I changed her to raw, and oh my, what a difference! I'd say, if you're open to raw, that is the best thing, it's just so good for them! But if you go with a kibble, I think Orijen is one of the best on the market. 

I feed their dehydrated treats in training class, they are single protein source, freeze dried with no fillers.


----------



## GSDNVR (Sep 13, 2013)

I like the blue ridge beef line of ready made raw products

I feed that as a supplemental snack in conjunction with kibble


Sent from Petguide.com Free App


----------



## Blanketback (Apr 27, 2012)

Has anyone tried their freeze-dried food yet? 
Regional Red | Orijen

I saw it in my local pet store, but it's much more expensive than feeding raw would be.


----------



## Sri (Apr 25, 2013)

carmspack said:


> In conversation with the maker he did acknowledge that dogs benefit from *added digestive enzymes* to pull maximum nutrition out of the food . I would say that is a good plan -- and more important for other kibbles.


Do you recommend any particular brand?


----------



## RocketDog (Sep 25, 2011)

I've tried others when my dog went through a spell of not being thrilled to eat it, to the point of missing meals all the time. Many that I actually really liked, he liked, the company was good. (Pioneer Naturals, made by Great Life). 

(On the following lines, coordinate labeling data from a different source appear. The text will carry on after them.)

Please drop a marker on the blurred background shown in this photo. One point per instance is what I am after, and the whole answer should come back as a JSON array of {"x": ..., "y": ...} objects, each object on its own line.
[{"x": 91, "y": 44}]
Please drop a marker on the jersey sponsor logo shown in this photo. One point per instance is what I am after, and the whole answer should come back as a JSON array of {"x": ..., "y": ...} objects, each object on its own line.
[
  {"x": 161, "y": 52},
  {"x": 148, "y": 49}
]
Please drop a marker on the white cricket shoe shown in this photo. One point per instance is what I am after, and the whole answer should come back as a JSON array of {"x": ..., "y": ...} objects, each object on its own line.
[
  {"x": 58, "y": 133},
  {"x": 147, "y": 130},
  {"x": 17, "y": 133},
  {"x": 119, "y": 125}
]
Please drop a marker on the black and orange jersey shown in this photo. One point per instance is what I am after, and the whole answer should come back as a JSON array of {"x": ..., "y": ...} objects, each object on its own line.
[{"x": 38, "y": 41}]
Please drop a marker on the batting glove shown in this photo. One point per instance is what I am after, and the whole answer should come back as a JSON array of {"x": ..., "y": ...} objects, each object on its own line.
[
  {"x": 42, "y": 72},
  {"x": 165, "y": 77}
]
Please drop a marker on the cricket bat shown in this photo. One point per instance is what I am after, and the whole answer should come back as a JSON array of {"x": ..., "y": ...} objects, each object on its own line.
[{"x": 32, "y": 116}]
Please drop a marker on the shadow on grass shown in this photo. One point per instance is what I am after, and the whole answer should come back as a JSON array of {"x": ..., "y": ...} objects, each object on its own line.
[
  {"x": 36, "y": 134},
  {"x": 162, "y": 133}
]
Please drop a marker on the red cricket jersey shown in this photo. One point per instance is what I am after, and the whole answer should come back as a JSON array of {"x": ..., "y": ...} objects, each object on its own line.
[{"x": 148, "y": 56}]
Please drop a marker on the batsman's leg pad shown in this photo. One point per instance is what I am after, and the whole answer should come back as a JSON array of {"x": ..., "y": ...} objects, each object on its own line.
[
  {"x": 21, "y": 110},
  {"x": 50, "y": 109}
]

Unfortunately, he did not look anywhere near as good on anything else. So, back we went. He is now on the Adult, until I go back to work next month, but he still doesn't look as good as he does on the 6 Fish, which means when I start getting a paycheck again, back he'll go on it. *sigh*


----------



## marksteven (Aug 2, 2008)

Well, i think the "Best Kibble" is the one your dog does well on. Believe it or not, mine does fantastic On Purina Pro Plan Sensitive stomach/Fish
I dont think an EPI dog would do well or benefit from Orijen


----------



## middleofnowhere (Dec 20, 2000)

Whole Dog Journal does a review of commercial dog foods. Last I knew they made it available free on their website. 
That aside, when my 4 yo was a pup, I tried the best kibble I could find = loose stools gallore! Went with a less "high" one and she did fine. Sooo - it is going to depend on your dog.


----------



## Wolfgeist (Dec 4, 2010)

What is the best is subjective... I look for grain free, whole food, no by-products, no chemicals, no fillers, etc etc.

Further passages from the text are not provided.